Patrick Bonin demeure catégorique. « On a encore des guerres de clocher entre les premiers ministres. Aucun à travers les provinces n’a de plan crédible. Les plus réticents retardent le tout. Ce n’est pas le genre de leadership dont on a besoin en pleine conférence des Nations-Unies sur le climat. »
« La contestation tient davantage d’une fronde politique »
Sans l’ajout de mesures additionnelles, le Canada ne pourra respecter ses engagements dans l’Accord de Paris, estime la politicologue Annie Chaloux, de l’Université de Sherbrooke. Elle craint qu’Ottawa ne recule devant les contestations, a-t-elle déclaré le 8 décembre au journal Le Devoir.

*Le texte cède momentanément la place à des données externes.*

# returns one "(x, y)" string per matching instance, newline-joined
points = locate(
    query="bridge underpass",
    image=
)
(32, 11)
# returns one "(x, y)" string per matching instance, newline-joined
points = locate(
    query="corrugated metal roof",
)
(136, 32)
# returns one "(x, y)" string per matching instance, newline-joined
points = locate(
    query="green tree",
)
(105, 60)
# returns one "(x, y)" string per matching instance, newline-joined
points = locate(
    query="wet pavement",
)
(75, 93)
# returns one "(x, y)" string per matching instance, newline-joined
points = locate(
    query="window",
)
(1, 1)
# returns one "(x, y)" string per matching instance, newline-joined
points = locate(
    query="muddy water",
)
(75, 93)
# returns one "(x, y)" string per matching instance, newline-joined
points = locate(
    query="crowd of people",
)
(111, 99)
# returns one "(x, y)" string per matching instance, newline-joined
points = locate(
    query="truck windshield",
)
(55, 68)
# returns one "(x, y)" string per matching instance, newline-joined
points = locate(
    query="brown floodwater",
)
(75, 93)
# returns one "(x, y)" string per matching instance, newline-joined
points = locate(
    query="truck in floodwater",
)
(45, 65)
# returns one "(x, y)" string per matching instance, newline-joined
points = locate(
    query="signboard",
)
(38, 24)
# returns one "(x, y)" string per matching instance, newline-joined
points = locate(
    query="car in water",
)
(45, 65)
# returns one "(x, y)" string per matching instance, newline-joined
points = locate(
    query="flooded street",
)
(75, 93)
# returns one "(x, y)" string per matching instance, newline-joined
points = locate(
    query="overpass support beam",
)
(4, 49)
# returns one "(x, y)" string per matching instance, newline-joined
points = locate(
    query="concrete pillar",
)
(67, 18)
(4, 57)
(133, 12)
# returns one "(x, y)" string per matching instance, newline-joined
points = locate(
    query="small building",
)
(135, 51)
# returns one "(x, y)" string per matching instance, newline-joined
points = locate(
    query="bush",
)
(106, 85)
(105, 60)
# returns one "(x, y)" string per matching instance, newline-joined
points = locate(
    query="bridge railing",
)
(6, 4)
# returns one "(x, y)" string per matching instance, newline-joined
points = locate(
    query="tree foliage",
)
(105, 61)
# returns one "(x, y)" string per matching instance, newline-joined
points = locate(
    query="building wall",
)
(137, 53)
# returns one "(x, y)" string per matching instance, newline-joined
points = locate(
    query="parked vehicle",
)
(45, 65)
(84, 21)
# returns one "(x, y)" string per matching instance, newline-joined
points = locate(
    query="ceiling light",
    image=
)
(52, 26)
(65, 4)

« On peut se demander si Justin Trudeau va tenter de ménager la chèvre et le chou en choisissant de réduire les ambitions sur la taxe de carbone. Il ne ferait que retarder la réduction d’émissions de GES. »
La professeure espère que le premier ministre résistera à la pression juridique. « Cette contestation tient davantage d’une fronde politique de gouvernements conservateurs que d’une volonté populaire de s’opposer à la mécanique de la taxe sur le carbone. Les citoyens sont de plus en plus conscientisés et comprennent de mieux en mieux les enjeux. »
Pour le porte-parole de Greenpeace, la COP24 du 2 au 14 décembre est un moment charnière pour l’engagement envers la planète. « Cette conférence est sans doute la plus importante depuis celle de 2015. Elle doit permettre de finaliser les règles de fonctionnement pour que l’Accord de Paris soit crédible du point de vue environnemental. »
« Deux ans pour mettre les pays sur la bonne voie »
Patrick Bonin cite le Groupe d’experts intergouvernemental sur l’évolution du climat (GIEC) : l’intensité récente du changement génère un ajustement des prévisions bien au-dessus du maximum de 1,5 degré Celsius visé par la communauté internationale.
« On se dirige vers un réchauffement de 3 degrés. Il faut s’assurer d’une révision des cibles en 2020. Dès cette année, il faut que les pays reconnaissent la nécessité d’aller plus loin. Même le Canada a reconnu qu’il faut bonifier le plan d’action avec des cibles beaucoup plus ambitieuses. »
Selon les évaluations du GIEC citées par le militant, « il reste moins de deux ans pour mettre les pays sur la bonne voie. Les évènements extrêmes, feux de forêt, canicules et inondations devraient servir de catalyseurs pour sortir de l’inaction. Il faut faire des choix pour arriver à 100 % d’énergies renouvelables. On ne peut pas se permettre de l’incohérence dans les décisions. »
La Conférence doit surtout lancer un signal aux gouvernements quant au respect des évaluations scientifiques, dit-il. « Il y a déjà une réaction de la part des pays vulnérables, frappés directement par l’élévation des niveaux des océans, mais pas encore des pays développés. »
Patrick Bonin observe que la mobilisation mondiale continue à augmenter. « Les gens sont mobilisés comme jamais, par exemple au Québec. On n’a pas le choix que d’être optimiste. »
Selon le service aux médias de la COP24, quelque 32 900 participants de 196 pays sont inscrits à l’évènement, ainsi que 1735 journalistes.